Claude 4 Arrives and Multimodal AI Hits Its Stride

July 2025 saw Anthropic release Claude Sonnet 4 and Opus 4, while multimodal AI capabilities — processing text, images, documents, and audio together — became the new baseline expectation.


Claude 4 Arrives and Multimodal AI Hits Its Stride

July 2025 brought two threads converging: Anthropic's long-awaited Claude 4 family arrived, and the broader AI landscape reached a point where multimodal capability — processing text, images, code, and documents in combination — is now table stakes rather than a differentiator.

Let's look at both.

Claude Sonnet 4 and Opus 4: What Changed

Anthropic released Claude Sonnet 4 and Claude Opus 4 — the next generation of their flagship models.

Claude Sonnet 4

Sonnet 4 is the everyday workhorse of the Claude 4 family: faster and cheaper than Opus, but a meaningful step up from Claude 3.5 Sonnet in reasoning quality and instruction-following.

In our early testing, the improvements that stand out most are:

Better long-document understanding. Sonnet 4 handles nuance across lengthy documents more reliably than its predecessors — it's less likely to "forget" or conflate information from earlier in the context window.

More predictable instruction following. If you've built prompts with complex formatting requirements, structured output expectations, or multi-part instructions, Sonnet 4 is notably more consistent. This matters enormously in production where format adherence affects downstream processing.

Reduced sycophancy. Anthropic has done significant work on making Claude less likely to simply agree with the user. If you push back on a correct response, Sonnet 4 is more likely to hold its ground. For analytical tasks, this reliability is critical.

Claude Opus 4

Opus 4 sits at the top of the capability curve — Anthropic's most capable model to date. It introduces parallel tool use (executing multiple tool calls simultaneously rather than sequentially), which dramatically reduces latency in agentic workflows.

Opus 4 also introduces what Anthropic calls "extended agentic capabilities" — the model can manage longer task horizons more reliably, maintain consistent behaviour across many steps, and handle complex multi-agent coordination scenarios.

The cost is higher than Sonnet 4, making it best reserved for complex, high-value tasks where the capability premium is justified.

Claude Haiku 4

The speed tier of the Claude 4 family — fast, cheap, and capable enough for high-volume simpler tasks like classification, routing, and first-response generation.

Multimodal AI: The New Baseline

While Claude 4's release was the headline, the more significant shift in July 2025 is that multimodal AI stopped being special and became expected.

A year ago, "it can process images too" was a notable feature. Now, every frontier model handles text, images, documents, and increasingly audio as standard. The question has shifted from "can it process images?" to "how well does it reason across modalities?"

What multimodal unlocks in practice

Document processing pipelines. Invoices, contracts, forms, and reports that mix text with tables, charts, and diagrams can now be processed reliably by a single model call — no more separate OCR + parsing pipelines. For clients in finance, legal, and logistics, this is transformative.

Visual QA on operational data. A manufacturing client can photograph a dashboard or piece of equipment and ask "what's the anomaly?" A facilities team can photograph an installation and ask "does this comply with our specifications?" These workflows are now practical.

Richer customer support. When a customer uploads a screenshot of an error, a product photo, or a document they don't understand, a multimodal assistant can address the actual problem rather than asking them to describe it in words.

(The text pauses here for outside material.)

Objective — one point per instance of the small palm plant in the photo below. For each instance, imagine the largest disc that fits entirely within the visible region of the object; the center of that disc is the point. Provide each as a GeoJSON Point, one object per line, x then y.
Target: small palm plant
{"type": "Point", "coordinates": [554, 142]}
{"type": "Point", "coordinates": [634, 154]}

Meeting and audio intelligence. Audio transcription combined with reasoning — summarise this meeting, extract action items, identify where consensus was reached versus where there's still open disagreement — is now a seamless single-model capability.

The gap that remains

Processing multiple modalities together doesn't automatically mean reasoning well across them. A model can describe an image accurately but struggle to connect what it sees to information in the accompanying text. Evaluation of multimodal reasoning for your specific use case is still essential — don't assume "multimodal model" means "understands your documents."

Choosing Your Model Stack in Mid-2025

With Claude 4, GPT-4.1, Gemini 2.5 Pro, and Llama 4 all available, here's a simplified framework:

Use caseModel recommendation
High-volume customer chatClaude Haiku 4 / GPT-4.1 mini
Document analysis and extractionClaude Sonnet 4 / GPT-4.1
Complex reasoning / analysisClaude Opus 4 / Gemini 2.5 Pro
Private / on-premise deploymentLlama 4 Maverick
Agentic workflowsClaude Opus 4 with parallel tools
Long-document (1M+ tokens)GPT-4.1 / Gemini 2.5 Pro

The most important principle remains the same as it was six months ago: build model-agnostic. The right answer today won't be the right answer in six months. Your architecture should make switching models a configuration change, not a rewrite.

Looking Ahead

The second half of 2025 looks set to be defined by two themes: the maturation of agent systems from prototype to production infrastructure, and the question of how organisations actually measure and govern AI at scale.

Both of those are topics we'll be writing about more in the months ahead.